BALTIMORE, MARYLAND. The number of men diagnosed with prostate cancer has increased dramatically since the introduction of the PSA (prostate specific antigen) test. Widespread use of the PSA test has led to more men undergoing biopsies, prostate surgery, radiation therapy, and castration (orchidectomy) - this despite the fact that no randomized clinical trial has ever demonstrated that screening and treatment will increase the life expectancy of men diagnosed with prostate cancer.
Researchers at the Johns Hopkins School of Hygiene and Public Health report that aggressive treatment of prostate cancer is associated with an increased risk of dying from other cancers. Their study involved 1996 prostate cancer patients (diagnosed from 1987 through 1989) and 6586 men with benign prostatic hyperplasia (enlarged prostate) who did not have prostate cancer. The men were all 67 years of age or older at the time of diagnosis. By the end of 1995 1207 of the patients in the prostate cancer group had died (60 per cent) as compared to 2906 patients in the non-prostate cancer group (44 per cent).

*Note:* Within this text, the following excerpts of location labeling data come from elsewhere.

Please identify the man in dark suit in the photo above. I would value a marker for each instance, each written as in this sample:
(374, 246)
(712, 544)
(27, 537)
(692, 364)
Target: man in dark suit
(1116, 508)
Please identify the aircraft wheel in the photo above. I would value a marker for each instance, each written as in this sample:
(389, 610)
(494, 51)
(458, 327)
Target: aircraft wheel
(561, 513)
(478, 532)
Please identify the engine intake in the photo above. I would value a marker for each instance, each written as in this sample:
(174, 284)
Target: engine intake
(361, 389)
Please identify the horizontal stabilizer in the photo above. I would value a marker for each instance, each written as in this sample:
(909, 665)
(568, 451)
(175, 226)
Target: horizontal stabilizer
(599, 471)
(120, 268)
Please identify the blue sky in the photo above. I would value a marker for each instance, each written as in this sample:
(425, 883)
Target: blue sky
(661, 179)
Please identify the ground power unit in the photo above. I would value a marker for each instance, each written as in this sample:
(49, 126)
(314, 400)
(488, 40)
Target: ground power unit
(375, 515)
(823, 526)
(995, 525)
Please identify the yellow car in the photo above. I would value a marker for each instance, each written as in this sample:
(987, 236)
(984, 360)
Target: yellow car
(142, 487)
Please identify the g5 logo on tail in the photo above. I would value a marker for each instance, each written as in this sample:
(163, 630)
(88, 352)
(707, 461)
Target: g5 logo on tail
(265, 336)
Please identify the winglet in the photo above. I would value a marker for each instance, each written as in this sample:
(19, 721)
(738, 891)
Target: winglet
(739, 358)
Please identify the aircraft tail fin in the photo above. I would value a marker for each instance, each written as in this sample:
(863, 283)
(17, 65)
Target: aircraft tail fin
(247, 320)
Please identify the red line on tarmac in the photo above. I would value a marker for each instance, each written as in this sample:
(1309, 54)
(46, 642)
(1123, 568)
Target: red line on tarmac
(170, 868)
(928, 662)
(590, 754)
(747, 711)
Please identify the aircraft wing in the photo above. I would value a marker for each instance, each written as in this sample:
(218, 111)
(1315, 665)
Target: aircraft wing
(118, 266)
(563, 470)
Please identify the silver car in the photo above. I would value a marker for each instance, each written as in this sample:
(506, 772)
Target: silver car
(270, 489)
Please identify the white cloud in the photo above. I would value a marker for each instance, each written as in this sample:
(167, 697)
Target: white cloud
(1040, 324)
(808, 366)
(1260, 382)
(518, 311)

Prostate cancer as such was the cause of death in 39 per cent of the prostate cancer group with the remaining 61 per cent dying from other causes such as heart disease, stroke, and other cancers. The percentage of prostate cancer patients who died from prostate cancer rather than from other causes was significantly higher among men with advanced prostate cancer than among men with localized tumors only.
Combining all deaths from prostate cancer (no distinction was made by severity) it was found that patients who underwent radiation therapy had an 81 per cent higher risk of dying from prostate cancer than did men who received no treatment (watchful waiting). Patients who received hormones or were castrated increased their risk of dying by 85 per cent (compared with no treatment) while men who just underwent surgery with no additional treatment had a 23 per cent lower death rate (from prostate cancer) than did men who had not received any treatment.
Of particular interest is the finding that the adjusted odds of dying from other
cancers was 29.9 per cent among aggressively-treated prostate cancer patients as
compared to only 13.7 per cent among non-treated (watchful waiting) patients and
18.9 per cent among non-prostate cancer patients. It was also clear that the
risk of dying from prostate cancer decreases with age. Men whose prostate
cancer was diagnosed at age 85 or older had a 44 per cent lower risk of dying of
prostate cancer than did men whose cancer was diagnosed between the ages of 67
and 74 years. The researchers caution that bias in reporting cause of death may
have influenced the study results and recommend additional studies to support or
discard the hypothesis that early detection and treatment lead to decreased
prostate cancer mortality.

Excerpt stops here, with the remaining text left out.